The only consistent theme of Ferguson’s statements was that he wanted to lure officers to some location and take their gear, acts which likely would likely have constituted only a robbery. Had he adapted his plan to evolving circumstances, he might have ended up kidnapping officers. We will never know. What we do know, however, is that the government had to prove beyond a reasonable doubt that Ferguson overtly acted in a way that “unequivocally corroborated” his intent to kidnap someone. Bilderbeck, 163 F.3d at 975. No reasonable juror could find that the government met that burden.

The government fucked up in its haste to generate criminal charges by pushing someone towards a certain federal crime and pulling the trigger on an arrest before it had all of its entrapment ducks in a row (all emphasis in the original):

Without more evidence, a jury cannot convict Ferguson for a crime that might have happened during some contingency of a future plan which still required much preparation.

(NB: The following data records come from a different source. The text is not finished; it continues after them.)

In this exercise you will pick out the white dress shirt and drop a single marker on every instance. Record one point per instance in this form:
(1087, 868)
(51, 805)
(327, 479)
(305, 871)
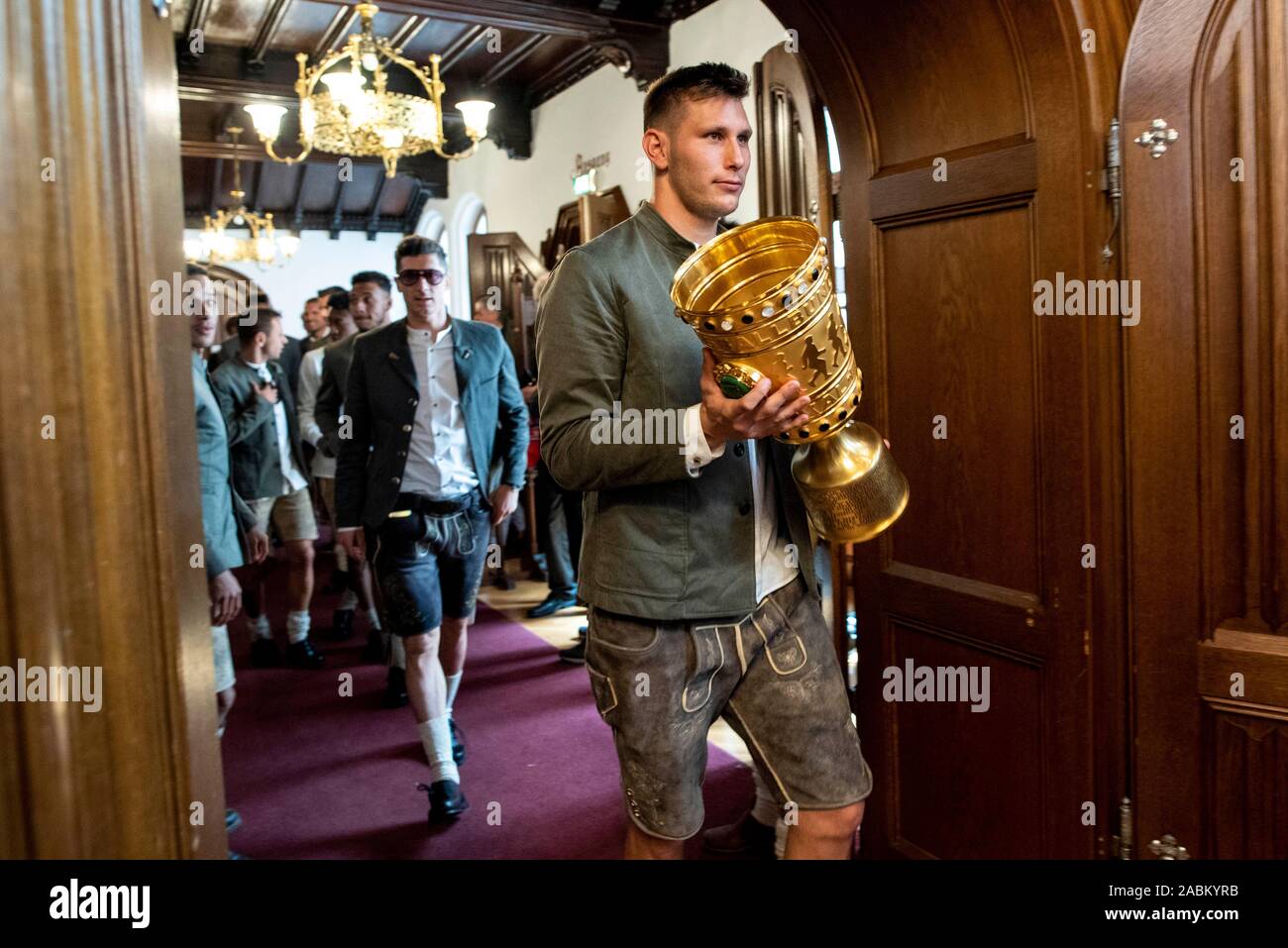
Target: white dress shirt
(772, 556)
(292, 478)
(310, 382)
(439, 463)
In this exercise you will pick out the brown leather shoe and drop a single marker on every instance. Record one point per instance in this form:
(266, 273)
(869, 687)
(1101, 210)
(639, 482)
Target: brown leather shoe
(745, 836)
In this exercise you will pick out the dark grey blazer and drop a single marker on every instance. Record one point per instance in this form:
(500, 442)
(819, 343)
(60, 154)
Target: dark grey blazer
(252, 433)
(380, 398)
(336, 360)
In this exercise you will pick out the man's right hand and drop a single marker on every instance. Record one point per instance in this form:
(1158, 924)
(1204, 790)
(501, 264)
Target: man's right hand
(224, 597)
(759, 414)
(353, 541)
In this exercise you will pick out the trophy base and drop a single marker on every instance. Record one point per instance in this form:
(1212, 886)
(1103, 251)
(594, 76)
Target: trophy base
(851, 487)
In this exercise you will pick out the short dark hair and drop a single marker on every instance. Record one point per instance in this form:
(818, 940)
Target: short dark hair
(690, 82)
(252, 325)
(373, 277)
(419, 247)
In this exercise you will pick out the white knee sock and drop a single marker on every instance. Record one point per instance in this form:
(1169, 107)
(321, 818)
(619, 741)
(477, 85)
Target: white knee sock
(296, 626)
(436, 737)
(454, 683)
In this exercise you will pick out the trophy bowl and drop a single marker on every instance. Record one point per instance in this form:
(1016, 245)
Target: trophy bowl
(760, 296)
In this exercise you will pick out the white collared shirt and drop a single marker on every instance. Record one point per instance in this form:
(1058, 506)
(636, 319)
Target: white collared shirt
(305, 411)
(439, 463)
(292, 478)
(772, 556)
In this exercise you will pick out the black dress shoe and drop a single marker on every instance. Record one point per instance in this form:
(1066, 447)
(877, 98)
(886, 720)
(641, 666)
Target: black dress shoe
(458, 742)
(552, 604)
(575, 655)
(265, 655)
(375, 648)
(446, 800)
(395, 687)
(342, 625)
(301, 655)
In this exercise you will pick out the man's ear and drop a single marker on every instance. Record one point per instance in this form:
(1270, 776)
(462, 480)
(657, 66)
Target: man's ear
(656, 149)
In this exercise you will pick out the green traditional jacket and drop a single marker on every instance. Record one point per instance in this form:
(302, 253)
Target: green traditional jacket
(658, 543)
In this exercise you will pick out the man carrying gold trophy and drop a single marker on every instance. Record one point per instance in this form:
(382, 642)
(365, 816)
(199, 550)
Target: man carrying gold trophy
(697, 552)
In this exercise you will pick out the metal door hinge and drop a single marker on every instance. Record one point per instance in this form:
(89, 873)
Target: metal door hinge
(1112, 181)
(1168, 848)
(1122, 841)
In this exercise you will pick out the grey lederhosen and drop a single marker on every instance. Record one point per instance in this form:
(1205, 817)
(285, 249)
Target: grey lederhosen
(772, 675)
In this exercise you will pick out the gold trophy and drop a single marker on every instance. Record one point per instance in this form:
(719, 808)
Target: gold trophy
(760, 296)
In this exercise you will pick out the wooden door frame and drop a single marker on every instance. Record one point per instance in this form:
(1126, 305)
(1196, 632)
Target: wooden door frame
(98, 523)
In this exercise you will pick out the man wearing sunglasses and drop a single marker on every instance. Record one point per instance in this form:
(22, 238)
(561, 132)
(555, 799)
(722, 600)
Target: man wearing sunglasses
(428, 397)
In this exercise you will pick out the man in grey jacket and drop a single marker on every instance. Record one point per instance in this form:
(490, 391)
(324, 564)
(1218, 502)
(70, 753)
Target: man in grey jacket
(696, 554)
(428, 398)
(224, 517)
(269, 472)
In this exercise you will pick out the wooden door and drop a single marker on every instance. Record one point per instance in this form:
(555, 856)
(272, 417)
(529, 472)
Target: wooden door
(99, 496)
(1206, 233)
(971, 142)
(797, 179)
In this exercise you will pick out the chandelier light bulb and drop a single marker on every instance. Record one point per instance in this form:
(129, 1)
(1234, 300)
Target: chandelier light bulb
(267, 119)
(476, 112)
(346, 88)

Also, simply owning a gun while being encouraged to engage in criminal acts by an FBI informant does not make gun possession relevant to the government’s assertions about criminal intent, much less support its wild-ass kidnapping theory:

[T]he government admitted it did not know when Ferguson acquired his gear, and the record demonstrates unequivocally that he at minimum owned his AR-15 rifle prior to espousing his idea on April 28.

The court also doesn’t like the government’s attempt to criminalize protected speech just because it might help it in this particular case.

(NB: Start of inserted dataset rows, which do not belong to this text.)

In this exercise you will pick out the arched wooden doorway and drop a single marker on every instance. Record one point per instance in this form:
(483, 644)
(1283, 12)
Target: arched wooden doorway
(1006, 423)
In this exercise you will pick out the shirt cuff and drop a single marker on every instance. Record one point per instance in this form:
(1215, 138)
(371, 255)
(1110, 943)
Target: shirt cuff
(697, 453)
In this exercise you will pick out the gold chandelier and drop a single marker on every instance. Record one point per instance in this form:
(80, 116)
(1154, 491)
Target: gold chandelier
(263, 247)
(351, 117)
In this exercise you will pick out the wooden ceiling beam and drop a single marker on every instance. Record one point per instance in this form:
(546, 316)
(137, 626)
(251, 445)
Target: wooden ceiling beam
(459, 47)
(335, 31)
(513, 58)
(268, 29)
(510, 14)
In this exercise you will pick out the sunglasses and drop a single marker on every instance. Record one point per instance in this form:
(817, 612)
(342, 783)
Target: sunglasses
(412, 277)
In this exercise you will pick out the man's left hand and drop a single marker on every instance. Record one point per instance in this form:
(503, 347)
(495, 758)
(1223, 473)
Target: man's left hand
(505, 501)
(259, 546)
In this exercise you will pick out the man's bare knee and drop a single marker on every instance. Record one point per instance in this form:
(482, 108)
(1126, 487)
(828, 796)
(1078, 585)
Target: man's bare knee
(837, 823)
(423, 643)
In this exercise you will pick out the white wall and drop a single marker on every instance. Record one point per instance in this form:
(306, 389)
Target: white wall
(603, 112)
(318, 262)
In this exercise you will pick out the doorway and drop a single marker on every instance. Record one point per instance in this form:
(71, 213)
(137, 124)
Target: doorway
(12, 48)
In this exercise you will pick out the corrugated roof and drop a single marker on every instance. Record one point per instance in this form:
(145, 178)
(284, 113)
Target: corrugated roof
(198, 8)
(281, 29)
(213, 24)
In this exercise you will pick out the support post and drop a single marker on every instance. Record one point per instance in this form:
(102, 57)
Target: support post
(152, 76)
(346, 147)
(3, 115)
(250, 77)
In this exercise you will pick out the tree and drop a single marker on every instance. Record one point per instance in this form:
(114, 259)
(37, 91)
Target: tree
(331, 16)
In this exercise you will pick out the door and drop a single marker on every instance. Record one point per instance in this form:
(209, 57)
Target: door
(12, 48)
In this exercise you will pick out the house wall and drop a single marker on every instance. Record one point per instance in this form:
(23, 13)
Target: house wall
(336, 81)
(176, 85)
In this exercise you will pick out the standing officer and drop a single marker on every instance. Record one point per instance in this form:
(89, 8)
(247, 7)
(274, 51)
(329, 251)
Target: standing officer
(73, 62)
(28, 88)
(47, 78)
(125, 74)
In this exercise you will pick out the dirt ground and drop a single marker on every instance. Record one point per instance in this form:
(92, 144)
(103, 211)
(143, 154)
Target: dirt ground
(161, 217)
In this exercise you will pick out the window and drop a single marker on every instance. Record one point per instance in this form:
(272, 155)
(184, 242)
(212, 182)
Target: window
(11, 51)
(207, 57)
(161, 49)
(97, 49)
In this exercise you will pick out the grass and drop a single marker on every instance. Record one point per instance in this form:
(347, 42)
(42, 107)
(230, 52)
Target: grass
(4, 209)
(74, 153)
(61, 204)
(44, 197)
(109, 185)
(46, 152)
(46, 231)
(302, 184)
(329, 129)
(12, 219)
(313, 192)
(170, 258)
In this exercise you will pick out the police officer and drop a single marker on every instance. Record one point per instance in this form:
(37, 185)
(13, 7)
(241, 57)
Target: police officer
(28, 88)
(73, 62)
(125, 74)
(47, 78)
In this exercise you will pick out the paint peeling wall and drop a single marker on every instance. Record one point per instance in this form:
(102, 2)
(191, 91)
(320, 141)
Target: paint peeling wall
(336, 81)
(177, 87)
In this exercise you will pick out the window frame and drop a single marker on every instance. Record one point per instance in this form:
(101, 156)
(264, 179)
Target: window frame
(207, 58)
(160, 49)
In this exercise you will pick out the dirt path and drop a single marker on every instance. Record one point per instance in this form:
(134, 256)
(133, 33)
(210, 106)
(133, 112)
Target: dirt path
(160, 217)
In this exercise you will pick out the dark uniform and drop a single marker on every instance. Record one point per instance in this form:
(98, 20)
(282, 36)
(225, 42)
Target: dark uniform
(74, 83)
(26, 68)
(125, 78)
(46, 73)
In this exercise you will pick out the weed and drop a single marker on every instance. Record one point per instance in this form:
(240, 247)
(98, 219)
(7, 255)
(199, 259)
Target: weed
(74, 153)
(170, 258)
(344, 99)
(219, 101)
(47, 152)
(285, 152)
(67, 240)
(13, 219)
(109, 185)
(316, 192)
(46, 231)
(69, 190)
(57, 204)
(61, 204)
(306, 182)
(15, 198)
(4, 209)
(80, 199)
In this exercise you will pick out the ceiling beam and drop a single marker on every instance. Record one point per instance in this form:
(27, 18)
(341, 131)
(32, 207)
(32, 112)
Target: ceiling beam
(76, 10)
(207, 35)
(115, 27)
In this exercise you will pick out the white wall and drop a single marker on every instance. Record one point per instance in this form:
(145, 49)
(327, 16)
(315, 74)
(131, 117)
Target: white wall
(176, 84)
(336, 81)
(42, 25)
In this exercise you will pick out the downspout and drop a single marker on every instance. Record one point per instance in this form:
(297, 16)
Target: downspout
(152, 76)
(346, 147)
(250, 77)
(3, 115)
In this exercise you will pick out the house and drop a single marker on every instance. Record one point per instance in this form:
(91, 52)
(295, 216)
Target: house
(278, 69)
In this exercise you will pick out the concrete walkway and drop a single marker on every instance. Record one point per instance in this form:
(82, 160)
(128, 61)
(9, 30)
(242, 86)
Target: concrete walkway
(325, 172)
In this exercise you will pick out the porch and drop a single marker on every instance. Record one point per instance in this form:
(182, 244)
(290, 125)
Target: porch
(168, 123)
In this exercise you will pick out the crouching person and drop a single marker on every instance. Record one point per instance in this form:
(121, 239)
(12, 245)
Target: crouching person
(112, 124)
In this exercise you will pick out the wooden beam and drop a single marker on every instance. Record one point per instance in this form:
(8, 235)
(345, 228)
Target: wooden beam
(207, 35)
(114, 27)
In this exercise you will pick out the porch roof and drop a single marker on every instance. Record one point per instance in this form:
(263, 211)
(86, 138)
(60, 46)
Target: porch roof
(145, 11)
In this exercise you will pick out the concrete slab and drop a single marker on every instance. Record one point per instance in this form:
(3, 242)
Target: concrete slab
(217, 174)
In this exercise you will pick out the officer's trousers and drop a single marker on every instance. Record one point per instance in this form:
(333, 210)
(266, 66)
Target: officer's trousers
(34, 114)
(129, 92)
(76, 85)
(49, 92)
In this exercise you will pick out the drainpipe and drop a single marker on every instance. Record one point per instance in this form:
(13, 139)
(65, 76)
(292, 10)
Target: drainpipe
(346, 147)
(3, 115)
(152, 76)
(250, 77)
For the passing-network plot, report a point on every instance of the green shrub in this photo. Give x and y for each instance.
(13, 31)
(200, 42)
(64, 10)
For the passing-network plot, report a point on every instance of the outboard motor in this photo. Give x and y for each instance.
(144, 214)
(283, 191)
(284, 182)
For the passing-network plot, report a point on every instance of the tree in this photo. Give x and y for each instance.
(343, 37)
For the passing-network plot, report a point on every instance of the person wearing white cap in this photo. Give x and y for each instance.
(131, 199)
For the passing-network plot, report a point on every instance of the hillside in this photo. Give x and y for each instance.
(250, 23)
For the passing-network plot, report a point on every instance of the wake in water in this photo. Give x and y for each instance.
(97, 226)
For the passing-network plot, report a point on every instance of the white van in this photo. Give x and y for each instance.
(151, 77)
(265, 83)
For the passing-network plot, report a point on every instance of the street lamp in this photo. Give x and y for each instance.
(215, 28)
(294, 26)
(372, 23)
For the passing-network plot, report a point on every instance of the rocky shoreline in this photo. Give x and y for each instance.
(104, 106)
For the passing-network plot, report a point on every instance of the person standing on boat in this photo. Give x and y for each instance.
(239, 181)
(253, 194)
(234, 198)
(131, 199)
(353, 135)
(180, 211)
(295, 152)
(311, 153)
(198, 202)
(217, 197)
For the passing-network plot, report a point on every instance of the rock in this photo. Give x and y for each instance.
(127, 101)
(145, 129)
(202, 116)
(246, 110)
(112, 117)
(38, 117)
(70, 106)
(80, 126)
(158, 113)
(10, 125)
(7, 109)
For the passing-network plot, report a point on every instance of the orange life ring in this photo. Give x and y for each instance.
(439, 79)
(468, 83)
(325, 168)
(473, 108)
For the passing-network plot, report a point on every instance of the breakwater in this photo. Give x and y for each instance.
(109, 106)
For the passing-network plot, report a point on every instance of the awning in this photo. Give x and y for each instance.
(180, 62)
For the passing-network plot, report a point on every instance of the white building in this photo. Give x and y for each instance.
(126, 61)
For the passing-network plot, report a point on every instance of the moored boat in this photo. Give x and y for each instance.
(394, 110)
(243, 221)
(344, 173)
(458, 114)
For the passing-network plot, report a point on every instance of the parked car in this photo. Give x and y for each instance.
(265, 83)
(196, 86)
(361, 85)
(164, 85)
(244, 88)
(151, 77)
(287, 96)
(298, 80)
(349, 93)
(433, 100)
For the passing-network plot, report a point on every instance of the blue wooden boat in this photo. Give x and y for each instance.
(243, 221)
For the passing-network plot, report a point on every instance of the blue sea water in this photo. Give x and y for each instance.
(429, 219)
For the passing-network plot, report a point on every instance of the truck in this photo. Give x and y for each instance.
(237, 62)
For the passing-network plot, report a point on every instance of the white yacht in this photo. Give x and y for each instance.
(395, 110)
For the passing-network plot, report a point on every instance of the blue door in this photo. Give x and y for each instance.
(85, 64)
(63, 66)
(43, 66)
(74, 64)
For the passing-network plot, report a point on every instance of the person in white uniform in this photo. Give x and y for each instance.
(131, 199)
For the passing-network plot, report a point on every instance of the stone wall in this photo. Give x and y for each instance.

The government provides no case that supports the proposition that mere discussion of a criminal idea—without some action—is sufficient to constitute an attempt.

The defendant never raised the entrapment defense. The Sixth Circuit notes this, implying the government is very lucky he didn’t. Because this definitely looks like the government pushing someone to do something they’ve showed very little interest in doing and then arresting them because they relented to the persistent cajoling of an FBI informant.

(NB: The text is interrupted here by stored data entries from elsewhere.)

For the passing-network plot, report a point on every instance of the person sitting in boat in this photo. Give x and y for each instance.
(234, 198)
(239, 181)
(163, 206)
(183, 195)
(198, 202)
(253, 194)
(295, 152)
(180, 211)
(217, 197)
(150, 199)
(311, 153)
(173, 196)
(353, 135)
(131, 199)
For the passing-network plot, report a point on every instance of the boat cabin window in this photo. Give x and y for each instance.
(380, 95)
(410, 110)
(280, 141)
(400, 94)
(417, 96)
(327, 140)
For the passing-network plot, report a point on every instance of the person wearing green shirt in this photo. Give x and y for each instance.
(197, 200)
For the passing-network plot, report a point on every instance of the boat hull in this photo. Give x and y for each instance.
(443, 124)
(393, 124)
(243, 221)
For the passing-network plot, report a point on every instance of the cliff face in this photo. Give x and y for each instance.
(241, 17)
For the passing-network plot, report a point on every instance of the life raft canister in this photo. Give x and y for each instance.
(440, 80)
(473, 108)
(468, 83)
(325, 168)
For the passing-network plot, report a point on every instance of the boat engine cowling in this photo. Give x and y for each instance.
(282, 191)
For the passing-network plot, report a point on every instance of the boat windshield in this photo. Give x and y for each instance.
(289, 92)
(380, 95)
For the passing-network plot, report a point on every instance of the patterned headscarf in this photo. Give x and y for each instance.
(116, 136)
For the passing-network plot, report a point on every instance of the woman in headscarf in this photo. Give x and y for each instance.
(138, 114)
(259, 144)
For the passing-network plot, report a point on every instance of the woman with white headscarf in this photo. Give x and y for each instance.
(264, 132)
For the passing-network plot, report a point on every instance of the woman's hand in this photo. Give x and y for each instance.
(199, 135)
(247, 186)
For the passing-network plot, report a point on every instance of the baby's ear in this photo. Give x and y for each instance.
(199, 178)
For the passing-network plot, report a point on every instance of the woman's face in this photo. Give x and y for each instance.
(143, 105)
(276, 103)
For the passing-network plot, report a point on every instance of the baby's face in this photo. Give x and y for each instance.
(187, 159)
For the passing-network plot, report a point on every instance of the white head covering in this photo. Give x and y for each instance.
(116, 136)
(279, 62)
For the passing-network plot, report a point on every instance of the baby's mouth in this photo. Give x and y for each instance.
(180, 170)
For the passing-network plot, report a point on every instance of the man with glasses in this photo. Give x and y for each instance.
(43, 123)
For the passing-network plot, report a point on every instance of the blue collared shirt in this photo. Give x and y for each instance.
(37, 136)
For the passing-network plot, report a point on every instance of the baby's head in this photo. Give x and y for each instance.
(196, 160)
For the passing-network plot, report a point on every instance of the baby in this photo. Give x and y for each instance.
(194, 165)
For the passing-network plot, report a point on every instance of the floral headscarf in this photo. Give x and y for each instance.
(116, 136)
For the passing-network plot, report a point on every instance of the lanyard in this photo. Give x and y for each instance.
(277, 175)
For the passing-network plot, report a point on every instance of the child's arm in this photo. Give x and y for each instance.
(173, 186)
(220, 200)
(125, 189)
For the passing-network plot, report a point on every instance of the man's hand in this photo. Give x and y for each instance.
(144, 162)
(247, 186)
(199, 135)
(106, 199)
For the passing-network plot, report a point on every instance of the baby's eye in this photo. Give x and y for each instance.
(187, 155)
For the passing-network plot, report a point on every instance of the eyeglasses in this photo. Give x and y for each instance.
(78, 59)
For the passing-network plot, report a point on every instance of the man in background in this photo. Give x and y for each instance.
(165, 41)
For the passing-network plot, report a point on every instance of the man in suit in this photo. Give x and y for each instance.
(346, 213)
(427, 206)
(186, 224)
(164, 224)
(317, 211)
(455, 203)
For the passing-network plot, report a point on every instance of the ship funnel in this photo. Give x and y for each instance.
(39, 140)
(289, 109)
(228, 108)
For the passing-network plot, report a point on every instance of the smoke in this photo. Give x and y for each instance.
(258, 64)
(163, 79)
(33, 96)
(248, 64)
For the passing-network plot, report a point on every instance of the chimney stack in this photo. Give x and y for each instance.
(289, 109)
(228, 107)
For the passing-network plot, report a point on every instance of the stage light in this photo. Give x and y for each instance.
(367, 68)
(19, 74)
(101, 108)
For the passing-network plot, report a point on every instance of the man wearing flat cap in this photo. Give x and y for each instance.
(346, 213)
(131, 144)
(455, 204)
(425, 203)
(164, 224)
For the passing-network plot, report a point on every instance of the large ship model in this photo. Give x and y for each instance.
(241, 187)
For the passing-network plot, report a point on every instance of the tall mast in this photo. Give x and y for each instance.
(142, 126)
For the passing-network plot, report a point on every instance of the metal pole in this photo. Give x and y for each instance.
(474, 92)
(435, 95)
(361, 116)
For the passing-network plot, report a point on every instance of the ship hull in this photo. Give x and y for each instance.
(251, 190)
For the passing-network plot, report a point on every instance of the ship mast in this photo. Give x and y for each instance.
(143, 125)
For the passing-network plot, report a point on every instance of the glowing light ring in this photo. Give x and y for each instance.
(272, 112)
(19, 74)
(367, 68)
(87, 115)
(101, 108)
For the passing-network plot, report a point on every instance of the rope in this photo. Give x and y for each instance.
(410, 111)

On its face, Ferguson’s trip to the National Park on May 8 did not corroborate any resolve to commit a kidnapping and was tainted by the FBI’s promptingThe FBI instigated the first non virtual meetingThe FBI informant pressured Ferguson for a plan and told him if he did not have one, he “planned on losing.” The FBI initiated the May 2 meeting, after Ferguson had already cancelled their outing. The FBI initiated the May 8 meetingThe FBI picked the location, on federal land, thereby creating federal jurisdiction. After the men’s arrival at the location, the FBI suggested conducting a “dry run.” The FBI placed the call to execute the “dry run.” At every juncture, Ferguson reiterated the preliminary nature of his plan. At every meeting, he mentioned the need to recruit more people and do more planning.

The FBI wanted to create its own domestic terrorist. It failed here. The conviction cannot stand:

[E]very overt act was initiated and shepherded by the FBI from beginning to end.

The FBI could have stayed out of this and let Ferguson and 14-year-old “SecretAgentRandyBeans” wow each other with their online bravado long past the point anyone would have cared. It could have intervened and spoke with Ferguson and his conspirator, informing them they were treading on dangerous ground if they continued to make plans to steal gear from cops. But it chose to push Ferguson into something he was clearly unprepared to do and then hit him with federal charges for being polite enough to rendezvous with a persistent online compatriot.

The FBI never asks itself this simple question: does this make the country safer? It should. Because that’s what it claims it’s doing every time it makes a ridiculous bust like this. Or refuses to discuss encryption like an adult. Or demands backdoor access to the NSA’s dragnet hauls. This is clearly bullshit. And it’s clearly the way the FBI would prefer to engage in the business of preventing terrorist attacks.